L'armistice, Vichy et la politique de collaboration.

• Pétain revient au premier plan, dans une conjoncture de désastre national, le 18 mai 1940. Alors que se profile la débâcle militaire, le président du Conseil Paul Reynaud l'appelle à siéger dans son gouvernement comme vice-président du Conseil. Dans les discussions qui, à partir du 12 juin, opposent partisans et adversaires de l'armistice, le maréchal apporte son appui total au généralissime Weygand, favorable à un arrêt des combats. Le transfert des instances dirigeantes en Afrique du Nord, que rendrait inévitable la poursuite des hostilités, lui paraît irréaliste et moralement insoutenable car il suppose l'abandon du sol national. Fort de son prestige, il fait prévaloir son point de vue : le 16, Reynaud, hostile à l'armistice, doit démissionner et le président Lebrun fait appel à Pétain pour lui succéder. Celui-ci engage aussitôt le processus qui mène à l'armistice, signé le 22.

Le maréchal n'entend nullement quitter le pouvoir à cet instant : sa popularité est d'ailleurs immense aux yeux des Français, qui voient en lui un sauveur. Il lui semble indispensable de mener à bien l'œuvre de « redressement national », nécessitée selon lui par les circonstances. Or, Pétain, sans être monarchiste, subissait depuis longtemps l'influence d'idées réactionnaires, celles notamment propagées par l'Action française. Il se fait attribuer, grâce aux efforts de Pierre Laval, les pleins pouvoirs constitutionnels par les parlementaires réunis à Vichy en Assemblée nationale le 10 juillet 1940, avant de s'arroger par les actes constitutionnels des 11 et 12 juillet la totalité des pouvoirs exécutifs et législatifs. Dans le cadre de ce qu'il appelle la « révolution nationale », il fait procéder à la mise en sommeil des institutions électives et représentatives, à l'encadrement des structures éducatives et professionnelles, et à la persécution des francs-maçons, des étrangers, et surtout des juifs, privés de la plus grande partie de leurs droits. Ces mesures, adoptées en 1940-1941, ont toutes reçu l'approbation de Pétain, dont le grand âge (84 ans) n'atténue en rien la responsabilité.

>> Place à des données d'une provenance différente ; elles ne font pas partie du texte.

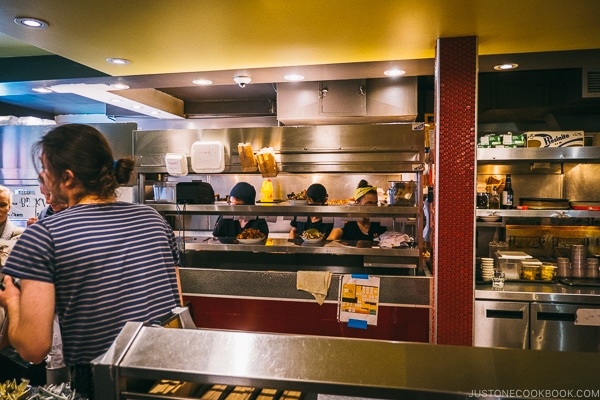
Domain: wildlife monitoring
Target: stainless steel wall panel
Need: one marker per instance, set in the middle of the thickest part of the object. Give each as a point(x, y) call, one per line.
point(395, 290)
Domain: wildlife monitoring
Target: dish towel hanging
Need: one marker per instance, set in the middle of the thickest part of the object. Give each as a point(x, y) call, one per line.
point(314, 282)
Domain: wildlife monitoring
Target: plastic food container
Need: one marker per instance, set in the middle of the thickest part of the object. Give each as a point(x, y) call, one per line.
point(547, 272)
point(529, 272)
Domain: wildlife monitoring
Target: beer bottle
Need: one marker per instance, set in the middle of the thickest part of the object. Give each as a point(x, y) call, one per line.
point(507, 201)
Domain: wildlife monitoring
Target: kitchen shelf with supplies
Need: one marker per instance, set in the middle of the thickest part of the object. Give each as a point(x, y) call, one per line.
point(555, 201)
point(590, 154)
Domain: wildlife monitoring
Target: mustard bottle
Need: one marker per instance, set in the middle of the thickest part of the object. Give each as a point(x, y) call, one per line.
point(266, 191)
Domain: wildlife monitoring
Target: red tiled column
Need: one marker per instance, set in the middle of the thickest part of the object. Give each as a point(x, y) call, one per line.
point(455, 106)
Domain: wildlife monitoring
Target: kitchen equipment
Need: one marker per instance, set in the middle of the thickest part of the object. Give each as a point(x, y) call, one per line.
point(164, 192)
point(483, 200)
point(401, 193)
point(247, 159)
point(501, 324)
point(585, 205)
point(537, 203)
point(555, 327)
point(267, 165)
point(208, 157)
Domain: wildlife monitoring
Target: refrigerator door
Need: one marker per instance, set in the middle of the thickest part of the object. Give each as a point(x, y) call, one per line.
point(554, 327)
point(501, 324)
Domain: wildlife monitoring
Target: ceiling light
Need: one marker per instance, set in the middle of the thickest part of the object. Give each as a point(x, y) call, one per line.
point(42, 90)
point(394, 72)
point(31, 22)
point(119, 86)
point(505, 67)
point(293, 77)
point(118, 61)
point(242, 80)
point(202, 82)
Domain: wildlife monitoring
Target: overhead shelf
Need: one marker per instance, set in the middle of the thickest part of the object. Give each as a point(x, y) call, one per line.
point(538, 213)
point(294, 247)
point(285, 209)
point(590, 154)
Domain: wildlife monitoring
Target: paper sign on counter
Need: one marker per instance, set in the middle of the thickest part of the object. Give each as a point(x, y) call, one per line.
point(359, 298)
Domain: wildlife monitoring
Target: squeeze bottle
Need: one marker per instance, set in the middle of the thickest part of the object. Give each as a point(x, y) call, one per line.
point(266, 191)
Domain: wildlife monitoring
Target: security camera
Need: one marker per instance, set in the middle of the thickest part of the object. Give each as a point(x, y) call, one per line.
point(242, 80)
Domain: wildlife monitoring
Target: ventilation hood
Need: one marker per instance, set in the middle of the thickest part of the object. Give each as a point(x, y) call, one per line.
point(347, 101)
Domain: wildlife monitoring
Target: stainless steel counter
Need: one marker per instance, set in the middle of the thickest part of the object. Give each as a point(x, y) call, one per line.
point(339, 366)
point(540, 292)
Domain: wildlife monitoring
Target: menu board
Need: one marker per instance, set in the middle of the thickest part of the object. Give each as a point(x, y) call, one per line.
point(27, 202)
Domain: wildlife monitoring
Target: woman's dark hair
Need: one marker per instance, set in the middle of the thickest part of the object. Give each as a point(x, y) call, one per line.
point(83, 150)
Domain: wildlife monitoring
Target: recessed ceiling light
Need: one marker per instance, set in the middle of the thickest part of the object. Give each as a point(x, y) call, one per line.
point(293, 77)
point(118, 61)
point(394, 72)
point(119, 86)
point(505, 67)
point(202, 82)
point(31, 22)
point(42, 90)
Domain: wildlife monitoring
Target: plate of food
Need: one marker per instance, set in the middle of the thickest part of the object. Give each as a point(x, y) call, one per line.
point(312, 236)
point(250, 236)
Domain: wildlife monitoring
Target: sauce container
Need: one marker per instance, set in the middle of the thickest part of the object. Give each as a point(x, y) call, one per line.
point(547, 272)
point(529, 272)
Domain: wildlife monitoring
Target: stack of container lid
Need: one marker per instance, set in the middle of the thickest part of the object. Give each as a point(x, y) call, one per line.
point(563, 265)
point(577, 261)
point(591, 268)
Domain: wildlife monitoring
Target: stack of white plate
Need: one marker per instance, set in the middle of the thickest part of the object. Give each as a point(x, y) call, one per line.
point(487, 268)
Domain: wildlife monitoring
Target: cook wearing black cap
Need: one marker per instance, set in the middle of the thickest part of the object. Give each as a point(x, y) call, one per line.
point(242, 193)
point(316, 194)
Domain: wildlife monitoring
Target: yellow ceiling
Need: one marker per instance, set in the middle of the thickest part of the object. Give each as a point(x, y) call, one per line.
point(161, 36)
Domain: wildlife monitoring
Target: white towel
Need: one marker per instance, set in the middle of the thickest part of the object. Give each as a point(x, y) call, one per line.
point(314, 282)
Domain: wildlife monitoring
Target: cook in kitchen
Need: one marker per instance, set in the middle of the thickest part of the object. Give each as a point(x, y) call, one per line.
point(97, 264)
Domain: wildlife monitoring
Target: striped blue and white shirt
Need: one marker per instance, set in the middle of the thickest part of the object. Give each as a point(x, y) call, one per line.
point(109, 263)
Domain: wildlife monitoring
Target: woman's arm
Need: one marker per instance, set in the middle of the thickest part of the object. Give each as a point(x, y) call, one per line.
point(30, 317)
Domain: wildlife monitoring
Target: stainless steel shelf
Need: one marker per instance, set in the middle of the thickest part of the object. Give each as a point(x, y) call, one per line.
point(538, 154)
point(538, 213)
point(285, 209)
point(291, 247)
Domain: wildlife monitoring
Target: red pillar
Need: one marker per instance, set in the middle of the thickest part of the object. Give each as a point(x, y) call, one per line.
point(455, 156)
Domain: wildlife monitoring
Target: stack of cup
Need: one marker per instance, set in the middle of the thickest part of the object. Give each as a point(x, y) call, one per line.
point(591, 268)
point(563, 265)
point(577, 261)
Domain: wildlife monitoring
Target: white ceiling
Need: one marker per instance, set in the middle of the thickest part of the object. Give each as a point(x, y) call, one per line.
point(171, 43)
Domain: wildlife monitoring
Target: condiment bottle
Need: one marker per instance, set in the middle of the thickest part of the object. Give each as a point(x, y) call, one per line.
point(507, 201)
point(494, 199)
point(266, 191)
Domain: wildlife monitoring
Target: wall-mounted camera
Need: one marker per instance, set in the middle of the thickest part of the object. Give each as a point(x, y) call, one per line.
point(242, 80)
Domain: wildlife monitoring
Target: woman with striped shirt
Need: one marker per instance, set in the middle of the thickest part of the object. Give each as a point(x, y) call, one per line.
point(97, 264)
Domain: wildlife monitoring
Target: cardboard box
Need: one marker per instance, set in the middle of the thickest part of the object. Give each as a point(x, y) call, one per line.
point(555, 139)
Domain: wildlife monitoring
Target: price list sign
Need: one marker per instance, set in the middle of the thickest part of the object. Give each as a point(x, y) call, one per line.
point(359, 299)
point(27, 202)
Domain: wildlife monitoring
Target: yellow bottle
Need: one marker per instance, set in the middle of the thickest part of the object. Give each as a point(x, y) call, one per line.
point(266, 191)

Mais il apparaît vite que le principal problème posé au gouvernement de Vichy est celui des relations franco-allemandes. L'armistice, en effet, a considérablement amputé la souveraineté du gouvernement français, qui n'exerce une autorité que sur la zone sud (dite « libre »), la moins riche et la moins peuplée, et se trouve donc soumis au bon vouloir des Allemands. En outre, le maréchal espère, non sans illusions, une place honorable pour la France dans l'Europe nouvelle : il est donc conduit à se lancer dans une politique de collaboration avec le Reich, annoncée à la nation en octobre 1940, après la rencontre de Montoire avec Adolf Hitler. Certes, en décembre 1940, Pétain renvoie Laval, son principal ministre, qui a commencé la mise en œuvre de la « collaboration » : mais il s'agit davantage d'une rivalité de pouvoir que d'un désaccord sur le fond. L'amiral Darlan, nommé en février 1941, poursuit en effet la même politique avant que le maréchal, sous la pression allemande, ne soit contraint de rappeler Laval en avril 1942. Bien que son pouvoir de chef de l'État se trouve amoindri par le retour de Laval, désormais pourvu du titre de « chef du gouvernement », et surtout par l'occupation totale du territoire national par les Allemands à partir du 11 novembre 1942, le maréchal croit de son devoir de rester à son poste : il couvre alors par ce qui lui reste de popularité la satellisation de l'« État français », notamment la création de la Milice, police supplétive qui se livre à une féroce répression des activités de la Résistance. Les Allemands, qui avaient de plus en plus réduit sa marge d'initiative, l'enlèvent le 20 août 1944 pour le transférer en Allemagne. Assigné à résidence à Sigmaringen, Pétain refuse d'y jouer un rôle politique. De retour en France en avril 1945, il est arrêté, puis comparaît du 23 juillet au 15 août 1945 devant la Haute Cour de justice, juridiction qu'il récuse et devant laquelle il refuse de s'exprimer. Condamné à mort, le maréchal voit sa peine commuée, en raison de son âge avancé, en détention perpétuelle ; enfermé au fort de l'île d'Yeu, il y décède six ans plus tard.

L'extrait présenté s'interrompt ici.